Bu nedenlerledir ki AKP iktidara geldiğinden beri, üniversiteleri partizanlaştırmak için çalışmaktadır. Son aylarda ise OHAL, FETÖ ve “terörle mücadele” bahanesiyle üniversitede kendi dünya görüşü ve anladığı üniversite anlayışıyla çatışan ya da çatışabilecek herkesi, her şeyi tasfiye etmeye çalışmaktadır.

Dolayısıyla bugün gelinen yerde; “hınk” deyici olmayan ne bir YÖK üyesi, ne bir üniversite rektörü, ne de bir üniversite-fakülte yönetimi (belki gözden kaçan bir, ikisi dışında) kalmıştır. Bırakalım yönetimleri, asistanlar bile kırk süzgeçten geçirilmekte, “liyakat” dışında her ölçüye maruz kalmaktadırlar. 

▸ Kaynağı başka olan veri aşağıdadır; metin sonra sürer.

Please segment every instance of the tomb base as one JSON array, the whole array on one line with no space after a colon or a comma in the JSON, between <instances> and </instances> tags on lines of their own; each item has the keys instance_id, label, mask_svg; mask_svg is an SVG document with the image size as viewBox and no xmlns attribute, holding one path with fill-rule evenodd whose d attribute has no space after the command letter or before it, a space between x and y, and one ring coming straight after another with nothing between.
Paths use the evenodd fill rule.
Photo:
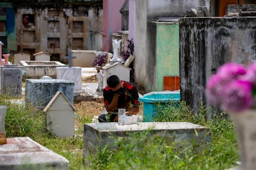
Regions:
<instances>
[{"instance_id":1,"label":"tomb base","mask_svg":"<svg viewBox=\"0 0 256 170\"><path fill-rule=\"evenodd\" d=\"M84 163L88 163L89 155L95 150L114 144L115 137L130 136L134 132L150 131L150 135L164 137L168 143L199 145L199 149L210 147L210 128L187 122L140 122L119 125L118 123L85 123L83 128ZM130 136L132 137L132 136ZM149 137L151 137L151 136ZM170 141L171 140L171 141Z\"/></svg>"},{"instance_id":2,"label":"tomb base","mask_svg":"<svg viewBox=\"0 0 256 170\"><path fill-rule=\"evenodd\" d=\"M28 137L7 138L0 158L0 169L69 169L66 158Z\"/></svg>"}]
</instances>

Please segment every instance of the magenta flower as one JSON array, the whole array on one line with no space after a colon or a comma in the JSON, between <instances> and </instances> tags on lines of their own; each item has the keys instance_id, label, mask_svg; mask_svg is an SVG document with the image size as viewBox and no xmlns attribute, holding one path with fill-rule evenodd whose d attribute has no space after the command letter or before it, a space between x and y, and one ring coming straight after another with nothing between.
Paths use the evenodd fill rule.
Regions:
<instances>
[{"instance_id":1,"label":"magenta flower","mask_svg":"<svg viewBox=\"0 0 256 170\"><path fill-rule=\"evenodd\" d=\"M205 94L213 105L238 113L252 107L255 86L256 62L247 69L242 65L229 63L222 65L209 79Z\"/></svg>"},{"instance_id":2,"label":"magenta flower","mask_svg":"<svg viewBox=\"0 0 256 170\"><path fill-rule=\"evenodd\" d=\"M253 85L245 81L233 81L226 84L223 91L221 107L229 112L241 112L250 107L254 101L252 91Z\"/></svg>"}]
</instances>

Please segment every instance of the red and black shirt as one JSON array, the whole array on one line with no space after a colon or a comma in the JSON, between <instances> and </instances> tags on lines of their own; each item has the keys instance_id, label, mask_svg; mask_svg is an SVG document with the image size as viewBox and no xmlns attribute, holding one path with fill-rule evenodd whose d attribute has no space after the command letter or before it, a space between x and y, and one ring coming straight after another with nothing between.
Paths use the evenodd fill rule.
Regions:
<instances>
[{"instance_id":1,"label":"red and black shirt","mask_svg":"<svg viewBox=\"0 0 256 170\"><path fill-rule=\"evenodd\" d=\"M132 83L121 80L122 88L118 91L113 91L108 86L103 91L104 105L107 107L111 103L116 93L118 92L121 95L118 98L117 108L126 108L126 104L130 102L132 106L139 107L139 94L136 87ZM114 110L117 112L117 109Z\"/></svg>"}]
</instances>

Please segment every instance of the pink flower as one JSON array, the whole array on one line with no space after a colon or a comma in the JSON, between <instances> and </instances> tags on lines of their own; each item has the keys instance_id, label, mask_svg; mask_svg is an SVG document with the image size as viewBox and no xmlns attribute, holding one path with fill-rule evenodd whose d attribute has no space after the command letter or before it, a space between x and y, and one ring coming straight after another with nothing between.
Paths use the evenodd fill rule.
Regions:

Ve ne komiktir ki böyle bir üniversite tablosunda Erdoğan Boğaziçi hocalarına şöyle soru bir sorabilmektedir; “Eğitim öğretim özgürlüğü, düşünce özgürlüğü hep konuşulur. Acaba uygulamaya gelindiği zaman... Diyelim ki Boğaziçi Üniversitesi, buradaki hocalarımız nereye kadar pergellerini açıyorlar? Belli bir fikrin savunucusu olanlara kapıyı aç, belli fikrin savunucusu değilse kapıyı kapat, bu mu özgürlük!”
Böyle bir soru karşısında “Pes doğrusu” demek yeterli olmaz herhalde! 

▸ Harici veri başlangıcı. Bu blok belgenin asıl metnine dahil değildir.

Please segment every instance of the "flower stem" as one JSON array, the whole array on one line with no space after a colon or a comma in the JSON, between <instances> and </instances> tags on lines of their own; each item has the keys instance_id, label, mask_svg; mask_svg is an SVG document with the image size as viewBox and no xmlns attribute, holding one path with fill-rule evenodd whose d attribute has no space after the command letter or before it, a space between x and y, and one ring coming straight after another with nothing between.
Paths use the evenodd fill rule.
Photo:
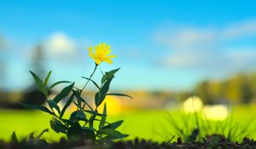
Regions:
<instances>
[{"instance_id":1,"label":"flower stem","mask_svg":"<svg viewBox=\"0 0 256 149\"><path fill-rule=\"evenodd\" d=\"M84 84L84 86L83 89L81 89L81 93L80 93L80 94L82 94L83 90L84 89L84 88L85 88L86 85L88 84L89 81L91 79L91 77L92 77L92 76L94 75L96 70L97 69L97 66L98 66L98 65L97 65L96 63L95 63L95 67L94 67L94 70L93 70L91 75L90 76L90 79L87 80L86 83Z\"/></svg>"}]
</instances>

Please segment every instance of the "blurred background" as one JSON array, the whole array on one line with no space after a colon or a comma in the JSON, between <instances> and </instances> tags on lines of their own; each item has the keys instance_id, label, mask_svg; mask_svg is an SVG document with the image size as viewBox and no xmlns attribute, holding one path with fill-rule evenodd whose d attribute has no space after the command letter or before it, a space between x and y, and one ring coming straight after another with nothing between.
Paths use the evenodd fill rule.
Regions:
<instances>
[{"instance_id":1,"label":"blurred background","mask_svg":"<svg viewBox=\"0 0 256 149\"><path fill-rule=\"evenodd\" d=\"M89 77L94 67L88 48L99 43L110 44L118 56L101 70L121 68L111 90L134 98L107 99L109 120L125 119L121 129L131 137L170 139L172 129L163 137L159 128L171 128L166 113L177 111L201 111L216 122L232 115L247 127L256 116L255 4L0 1L0 139L9 140L14 130L25 136L49 128L49 116L17 104L45 102L29 70L42 77L52 70L50 83L75 81L82 88L81 76ZM100 77L97 70L94 79ZM90 84L84 96L95 91Z\"/></svg>"}]
</instances>

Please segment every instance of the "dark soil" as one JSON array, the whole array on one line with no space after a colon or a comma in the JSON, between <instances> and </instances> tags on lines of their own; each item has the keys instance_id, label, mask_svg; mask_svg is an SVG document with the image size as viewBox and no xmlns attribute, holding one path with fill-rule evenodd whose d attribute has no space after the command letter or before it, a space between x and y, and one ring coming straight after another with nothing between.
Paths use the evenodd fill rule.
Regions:
<instances>
[{"instance_id":1,"label":"dark soil","mask_svg":"<svg viewBox=\"0 0 256 149\"><path fill-rule=\"evenodd\" d=\"M180 138L172 143L157 143L151 140L138 140L117 141L106 144L94 144L89 140L67 141L61 139L59 142L48 143L40 140L37 142L22 140L19 143L0 141L0 149L256 149L256 141L244 138L241 142L228 141L220 135L211 135L201 141L183 142Z\"/></svg>"}]
</instances>

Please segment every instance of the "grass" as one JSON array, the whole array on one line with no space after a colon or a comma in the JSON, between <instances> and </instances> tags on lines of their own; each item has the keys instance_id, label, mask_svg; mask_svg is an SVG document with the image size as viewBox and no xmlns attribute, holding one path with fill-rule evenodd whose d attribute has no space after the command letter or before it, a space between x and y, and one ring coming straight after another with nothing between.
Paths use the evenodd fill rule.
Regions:
<instances>
[{"instance_id":1,"label":"grass","mask_svg":"<svg viewBox=\"0 0 256 149\"><path fill-rule=\"evenodd\" d=\"M240 106L233 108L234 112L232 115L234 123L240 124L240 130L242 130L242 128L246 128L248 122L256 117L255 107L255 106ZM120 127L119 130L125 134L130 135L129 139L139 137L162 141L168 140L173 135L177 135L177 131L173 128L173 123L172 125L172 122L168 121L168 117L166 117L167 112L171 114L177 125L183 127L183 129L186 129L185 126L183 126L184 123L183 122L183 117L184 116L181 117L181 113L177 111L132 111L110 116L108 120L109 122L114 122L120 119L125 120L125 123ZM40 112L1 110L0 140L10 140L10 135L13 131L15 131L20 138L28 135L32 131L39 134L43 129L49 128L49 120L50 118L50 116ZM192 126L194 123L193 120L188 121L189 126ZM211 122L211 127L219 127L219 124L218 125L218 123L219 123ZM256 121L253 121L251 126L255 125ZM224 126L224 124L222 126ZM236 128L232 129L236 129ZM221 129L218 131L221 131ZM61 136L61 135L55 133L51 129L49 133L44 135L44 137L48 140L56 140ZM256 133L252 132L249 137L255 139Z\"/></svg>"}]
</instances>

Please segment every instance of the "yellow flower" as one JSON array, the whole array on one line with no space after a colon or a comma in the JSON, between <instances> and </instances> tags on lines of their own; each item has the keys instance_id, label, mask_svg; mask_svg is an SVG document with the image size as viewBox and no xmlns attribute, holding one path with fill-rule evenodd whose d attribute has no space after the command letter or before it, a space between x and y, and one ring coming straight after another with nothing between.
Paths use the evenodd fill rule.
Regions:
<instances>
[{"instance_id":1,"label":"yellow flower","mask_svg":"<svg viewBox=\"0 0 256 149\"><path fill-rule=\"evenodd\" d=\"M108 55L110 53L110 45L107 45L106 43L99 43L98 46L95 46L95 53L93 53L92 47L89 48L89 56L91 57L97 65L100 65L102 61L112 64L111 59L116 56L113 54Z\"/></svg>"}]
</instances>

En azından; “Pes doğrusu, pes doğrusu, pes doğrusu” demek gerekir!

Besbelli ki Erdoğan, Boğaziçi üniversitesinin, Erdoğan-AKP yönetiminin çiftliği olmaya direnmesinden hoşnutsuzdur ve onun için hedefe koymuştur. 

(*) “Asım” Mehmet Akif Ersoy’un soyut, geleneklerine ve İslam’a bağlı, İslam kültürü içinde yetişmiş ideal genç modelidir. Haluk ise Tevfik Fikret’in gerçek oğludur. Batı kültürü içinde yetişmiş, sonra da papaz olmayı tercih etmiştir. Erdoğan ve geleneği, soyut bir “kahraman”la gerçek bir kişiyi karşılaştırarak, karşıtlarına saldırmaktadır. Ki, Erdoğan Boğaziçi Üniversitesi’ne de saldırırken bu kolaylığı kullanmış; “Asımlar” yetiştirmediği için onu eleştirmiştir.